Na própria teologia, Darwin acabou por explicar um dos problemas que afligiam Alfred Wallace desde a juventude, a teodisséia. Wallace se perguntava porque havia tanta fome, tanto sofrimento, tanta guerra, se havia um Deus benevolente e onipotente que tudo podia. Ele então queria que sofrêssemos, que as crianças adoecessem, era um Deus que criava os males do mundo? Darwin trouxe a perspectiva de um mundo inacabado, que tem um moto próprio e que não exclui a possibilidade de um Deus. Evidentemente não é uma entidade que fica cuidando dos ovos nos ninhos das aves e que manda os chupins devassarem os ninhos dos tico-ticos em determinados momentos exatos. O mundo de Darwin é um mundo-máquina, na tradição newtoniana, que se move por leis próprias, e que pouco conhecemos. O que há na sua origem, dizia a base do agnosticismo - uma invenção de outro amigo de Darwin, Thomas Huxley - nós não sabemos. Mas o Darwin idoso avançou a linha da prudência e chegou a condenar a vacinação contra a varíola, dizendo que o ser humano não pratica consigo mesmo aquilo que faz com seus animais e plantas. Ele permite que apenas os animais de boa estirpe se reproduzam nas fazendas, mas nos hospitais e asilos envida todos os esforços para prolongar a vida de criaturas débeis, que a Natureza teria eliminado. Ele via a ruína da humanidade por meio da piedade e da caridade. É bem verdade que ele era contra a escravidão, como todo burguês liberal de sua época, mas sua visão social estava profundamente comprometida com o ideário de seu estrato social.

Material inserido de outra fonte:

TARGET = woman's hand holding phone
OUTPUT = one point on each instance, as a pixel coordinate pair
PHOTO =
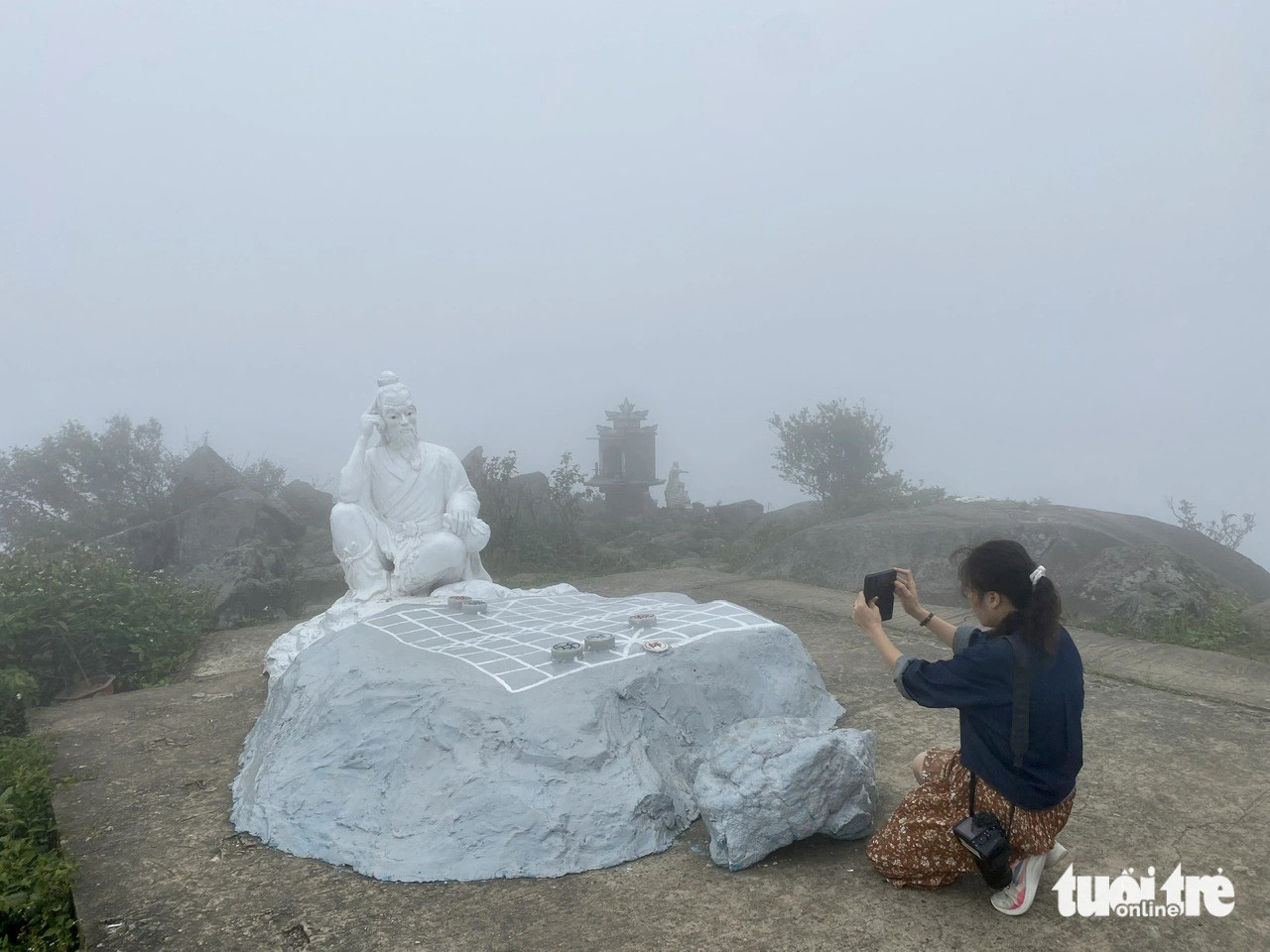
(906, 590)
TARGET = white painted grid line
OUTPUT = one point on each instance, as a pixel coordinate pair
(512, 642)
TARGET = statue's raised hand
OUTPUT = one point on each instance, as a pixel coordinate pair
(371, 424)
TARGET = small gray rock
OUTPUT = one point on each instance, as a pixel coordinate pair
(769, 780)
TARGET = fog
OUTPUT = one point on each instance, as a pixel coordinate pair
(1034, 236)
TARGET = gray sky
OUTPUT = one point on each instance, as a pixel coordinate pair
(1034, 235)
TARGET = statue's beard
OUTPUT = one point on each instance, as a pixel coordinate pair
(404, 440)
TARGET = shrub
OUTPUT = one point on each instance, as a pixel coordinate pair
(838, 456)
(36, 905)
(18, 690)
(76, 613)
(79, 485)
(1228, 530)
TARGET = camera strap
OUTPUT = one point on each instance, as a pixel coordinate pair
(1020, 716)
(1010, 823)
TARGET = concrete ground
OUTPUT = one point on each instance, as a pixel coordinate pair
(1175, 771)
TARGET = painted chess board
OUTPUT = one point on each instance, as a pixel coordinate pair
(512, 642)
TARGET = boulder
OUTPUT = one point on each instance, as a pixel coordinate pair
(238, 544)
(381, 749)
(200, 476)
(770, 780)
(738, 516)
(309, 503)
(1106, 565)
(1257, 619)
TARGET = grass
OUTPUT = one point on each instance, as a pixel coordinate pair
(37, 912)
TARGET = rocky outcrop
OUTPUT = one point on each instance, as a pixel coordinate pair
(1106, 565)
(1257, 619)
(770, 780)
(200, 476)
(255, 555)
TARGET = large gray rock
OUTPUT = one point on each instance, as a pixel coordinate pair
(200, 476)
(1106, 565)
(1257, 619)
(770, 780)
(409, 765)
(239, 546)
(309, 503)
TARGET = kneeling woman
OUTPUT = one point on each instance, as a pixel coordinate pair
(1010, 595)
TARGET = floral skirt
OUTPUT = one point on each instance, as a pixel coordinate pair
(917, 846)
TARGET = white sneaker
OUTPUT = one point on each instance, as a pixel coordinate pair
(1056, 856)
(1017, 896)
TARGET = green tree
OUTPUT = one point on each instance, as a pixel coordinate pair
(838, 456)
(1229, 530)
(79, 485)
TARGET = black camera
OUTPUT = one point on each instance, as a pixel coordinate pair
(989, 846)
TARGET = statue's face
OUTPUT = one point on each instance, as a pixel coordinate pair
(400, 424)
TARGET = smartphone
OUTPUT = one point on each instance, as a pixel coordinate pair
(881, 585)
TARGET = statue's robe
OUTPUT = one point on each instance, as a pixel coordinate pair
(408, 507)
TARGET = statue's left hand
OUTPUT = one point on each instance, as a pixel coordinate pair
(460, 524)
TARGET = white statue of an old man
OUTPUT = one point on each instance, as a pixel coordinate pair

7) Apesar de tudo, as teorias de Darwin ainda são muito contestadas. Livros
como A Caixa Preta de Darwin, de Michael Behe, lançam dúvidas quanto à
veracidade de suas teses. Há motivos para, 150 anos depois, as teorias ainda
serem contestadas?

Não nesse sentido de Behe. Ele é um dos que vê perfeição onde ela não existe e a engenhosidade da bioquímica é muito mais uma sucessão de alternativas termodinamicamente econômicas do que um proverbial projeto divino. Não há perfeição na natureza. Pense na sua coluna vertebral ou na próstata! Quantos defeitos de projeto! Tudo é precário e provisório, mesmo que funcione bem até a idade reprodutiva. As contestações a Darwin, nos diz o zoólogo Mário de Pinna, em um escrito recente, ou são anacrônicas ou irrelevantes. Ele compara a ideia da evolução à idéia da esfericidade da Terra. Durante muito tempo se questionou a idéia de que a Terra fosse redonda. Àquela época, havia razões para isso. Mas hoje, o questionamento ou é anacrônico – imagine alguém defendendo a idéia de que a Terra é plana o ridículo que enfrentaria! – ou ele é irrelevante – alguém dizendo que ela é achatada nos pólos, por isso não é redonda! A Terra é redonda, em linhas gerais. Se ela é um esferóide achatado nos pólos não muda em nada a idéia geral. O mesmo ocorre com a evolução. A comunidade científica discute hoje COMO a evolução ocorre e não SE a evolução ocorre. As idéias de Behe nada mais são do que a Teologia Natural de William Paley, que via perfeição em todo lugar, repaginadas com os contextos bioquímicos modernos. Não podemos esquecer que 99,9% das espécies que já existiram foram extintas. Isso é um claríssimo indício de que não há nada de perfeito, pelo menos em nosso planeta! Essa idéia devemos a Darwin. Ela não tinha ocorrido a Galileu!